Tuesday, August 30, 2011

Review: Living Fossils

Over the past couple of months, we have been working through Living Fossils by Dr. Carl Werner for our "summer science."  We have both the hardcover student text, and the softcover Teacher's Manual.

This set is actually the second volume in the Evolution: The Grand Experiment series.  We already owned the first set (including the DVD) and had used that rather loosely a couple of years ago.  I was really excited to get a look at the second volume, and since I have more kids actually old enough to appreciate this now, I wondered how it would work for us now.

Here is what the publisher has to say about this book:
In 1938, the discovery of a large, unusual fish turned the scientific community on end. Dubbed a "living fossil," the discovery of a coelacanth in South Africa shocked scientists around the world who thought this type of fish had died out millions of years prior during the process of evolution. Today, living fossils are organisms preserved in the fossil record that still exist in similar form today. Their existence challenges the core concepts of evolution and create a fascinating debate among scholars. Do they indicate a younger earth than some have thought, placing the millions-of-years evolutionary timeline into question? Or do living fossils represent a deep mystery? Living Fossils, Vol. 2, Evolution: the Grand Experiment delves into these provocative questions. Includes 700 color images presented in an easy-to-read format. Ideal as a standalone study unit for schools and homeschoolers or easily integrated into existing curricula.
Our take?

This is a LOT more textbook-y than we usually prefer before high school.  And this was being used for my three oldest -- ages 10, 12 and 14.  Connor is used to a textbook, but the other two really aren't.  To be fair, the recommended grade level for this book is Middle School and High School -- so it isn't intended as a book for 10 year olds.

But it worked.

The book consists of 25 chapters, with most chapters being around 5-7 pages.  There are a few that are significantly longer than that.  The first three chapters are fairly text-heavy -- introducing the subject, and including a few relevant photos.

After that, though, most of the pages contain photos and not so much text.  The photography is beautiful.  My kids loved sitting and looking through the pictures.  A lot of what is shown will be a fossil of some sort right next to a photo of the modern "equivalent" creature or plant.

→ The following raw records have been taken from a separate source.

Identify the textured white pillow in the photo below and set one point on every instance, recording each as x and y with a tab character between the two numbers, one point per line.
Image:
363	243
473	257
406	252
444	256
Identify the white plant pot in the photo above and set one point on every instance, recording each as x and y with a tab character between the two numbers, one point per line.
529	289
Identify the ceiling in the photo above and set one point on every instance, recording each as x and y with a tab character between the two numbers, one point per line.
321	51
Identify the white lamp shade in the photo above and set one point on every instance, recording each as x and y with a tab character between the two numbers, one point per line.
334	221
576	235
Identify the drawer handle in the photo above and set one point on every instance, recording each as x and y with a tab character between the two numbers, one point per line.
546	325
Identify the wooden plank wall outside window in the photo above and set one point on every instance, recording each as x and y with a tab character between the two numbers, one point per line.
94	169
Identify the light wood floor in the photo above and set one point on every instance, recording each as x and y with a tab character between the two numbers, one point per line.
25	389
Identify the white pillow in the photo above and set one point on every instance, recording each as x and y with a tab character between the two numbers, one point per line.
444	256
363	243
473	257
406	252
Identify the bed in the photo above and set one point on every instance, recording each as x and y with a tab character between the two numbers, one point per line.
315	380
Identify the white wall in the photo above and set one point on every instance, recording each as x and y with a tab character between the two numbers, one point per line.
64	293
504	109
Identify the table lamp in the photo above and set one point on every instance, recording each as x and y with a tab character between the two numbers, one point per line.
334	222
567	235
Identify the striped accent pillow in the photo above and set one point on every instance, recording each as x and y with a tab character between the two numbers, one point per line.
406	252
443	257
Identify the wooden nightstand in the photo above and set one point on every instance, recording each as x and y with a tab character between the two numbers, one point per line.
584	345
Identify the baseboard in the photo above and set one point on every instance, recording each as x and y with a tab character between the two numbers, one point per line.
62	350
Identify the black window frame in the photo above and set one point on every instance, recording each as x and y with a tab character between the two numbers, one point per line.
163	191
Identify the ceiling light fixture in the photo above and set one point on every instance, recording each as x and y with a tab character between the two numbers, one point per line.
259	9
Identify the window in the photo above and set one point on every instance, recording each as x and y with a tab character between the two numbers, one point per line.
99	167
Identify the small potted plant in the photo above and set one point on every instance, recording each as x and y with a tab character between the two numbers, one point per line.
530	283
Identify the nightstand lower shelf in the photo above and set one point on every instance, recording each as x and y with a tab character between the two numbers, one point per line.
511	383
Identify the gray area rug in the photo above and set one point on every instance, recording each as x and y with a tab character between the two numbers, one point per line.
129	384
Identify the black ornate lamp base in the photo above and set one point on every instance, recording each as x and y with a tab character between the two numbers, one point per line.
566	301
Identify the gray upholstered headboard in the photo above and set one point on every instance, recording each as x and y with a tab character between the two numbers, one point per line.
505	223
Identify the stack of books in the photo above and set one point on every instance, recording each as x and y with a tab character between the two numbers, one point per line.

The Teacher's Manual was useful, and would be even moreso if you wanted to give high school credit for this course.  I opted not to.  How I used the Teacher's Guide was:
  • I read the "Purpose of the Chapter" statement aloud to the kids.
  • We discussed the discussion questions, and for the most part really liked this.
  • Then we read the chapter in the book.  Aloud.  And we pored over the photos.
  • We discussed the "Objectives" listed in the Teacher's Manual
  • Finally, we *orally* went through the chapter test
This has been great, and the kids really look forward to seeing and hearing the material in each chapter.  It does make me want to dig out Volume 1 and work through that again, because now that they are older, it is a lot of fun to have the discussions that come up from the text.

Disclaimer:   I received this set of books for free from New Leaf Publishing Group.  No other compensation was received.  The fact that I received a complimentary product does not guarantee a favorable review.